Recently, when I was recruiting for my successor at the Yoni Jesner Foundation, I was completely overwhelmed by the response – more than 20 people expressed an interest in the post and 15 applied, most of them women.
And the main reason for that? Well, the foundation is an amazing small charity that punches above its weight, giving the new director the opportunity to have a significant impact.
That’s definitely a factor, but I also think one of the biggest factors was that this is a totally flexible job – three days a week, from home if you need. When I spoke to the potential applicants, this was one of the main factors. “I want to have a challenging job, but still be able to pick up my kids from school,” said one.
I spoke to someone who had already used most of their annual leave for the year to look after her ill child. She couldn’t afford to take the statutory unpaid leave allocated to days needed to care for sick children, and her managers wouldn’t provide the flexibility to let her work from home.
I’ve been very fortunate to work for amazing employers since I had my children and have worked part-time for the past eight years. I know I am significantly more efficient and make more of an impact when I work part-time. I’m task focused, have my work hat firmly in place when I’m there and am also happy to be responsive on the days when I don’t work.
Research also proves that part-time doesn’t only mean a part-time eye on the ball. A survey by BT in 2014 found that the productivity of flexible workers increased by 30 percent. And in a study of flexible workers undertaken by Cranfield University, almost 100 percent of managers said the quantity and quality of work improved or stayed the same.

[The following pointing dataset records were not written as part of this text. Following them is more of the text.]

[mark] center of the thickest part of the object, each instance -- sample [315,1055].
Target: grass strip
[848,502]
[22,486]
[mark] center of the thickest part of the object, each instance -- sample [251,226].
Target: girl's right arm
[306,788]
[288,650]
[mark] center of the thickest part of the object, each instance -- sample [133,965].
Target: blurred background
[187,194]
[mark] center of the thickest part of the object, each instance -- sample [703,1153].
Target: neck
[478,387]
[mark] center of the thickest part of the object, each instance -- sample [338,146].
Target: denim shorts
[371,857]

Jewish Care used to do a piece of training called the Relationship Bank account. This was a way of building a reciprocal relationship of trust between staff and their managers, particularly in times when promotion might not be an option. The idea was that if you do something outstanding or go above and beyond, you will get credit in your relationship bank account. You could then ‘use’ those credits when you needed it, such as to attend a child’s sports day.

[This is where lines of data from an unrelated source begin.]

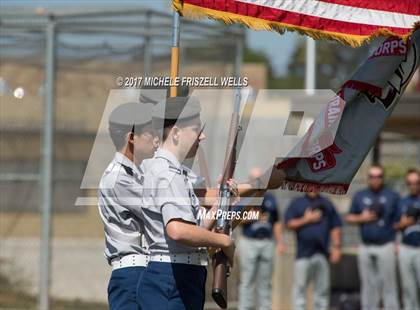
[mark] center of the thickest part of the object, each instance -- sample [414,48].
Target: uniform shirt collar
[124,160]
[169,157]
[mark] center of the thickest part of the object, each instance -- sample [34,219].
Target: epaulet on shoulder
[156,166]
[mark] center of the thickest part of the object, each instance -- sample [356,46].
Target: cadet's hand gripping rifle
[220,262]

The work force has changed. If you are not a service provider, you can be as effective working from your local coffee shop or your dining room table as in your office. What I also know is that if we don’t embrace flexible working, particularly to support working parents, but also anyone who has caring responsibilities, we will face a talent drain.
I have personally seen so many of my contemporaries step back from the workplace when it becomes too difficult to achieve a successful, sustainable work-life balance. We can’t afford to have such a talent drain in the Jewish community.

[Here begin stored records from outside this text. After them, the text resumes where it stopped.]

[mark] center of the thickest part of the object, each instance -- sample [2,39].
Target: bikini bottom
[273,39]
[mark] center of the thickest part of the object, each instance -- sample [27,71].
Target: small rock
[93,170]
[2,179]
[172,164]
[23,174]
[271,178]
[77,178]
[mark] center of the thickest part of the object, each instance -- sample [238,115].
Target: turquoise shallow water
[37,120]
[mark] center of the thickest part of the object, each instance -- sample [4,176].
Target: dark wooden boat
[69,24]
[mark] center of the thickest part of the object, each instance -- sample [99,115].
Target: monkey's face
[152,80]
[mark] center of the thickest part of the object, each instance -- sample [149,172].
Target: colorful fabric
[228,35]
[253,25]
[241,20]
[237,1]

And, its not just about making your employees happy. According to Timewise, whose tagline is ‘talent through flexibility’, flexible working has a big impact on retention, employee motivation and creates a more diverse workplace.
Without even thinking too much about it, I can list those who lead their organisations while working flexibly, among them Simi Ben Hur at Shaare Zedek UK; Michelle Bauernfreund at the Office of the Chief Rabbi; Rabbi Miriam Berger at Finchley Reform Synagogue; and Hannah Weisfeld at Yachad. Several organisations, including Masorti Judaism and the New Israel Fund offer real flexible working.
So why can’t our professional and lay leaders consider seriously thinking about whether the next job they advertise, and those after that, could be advertised as open to flexible working?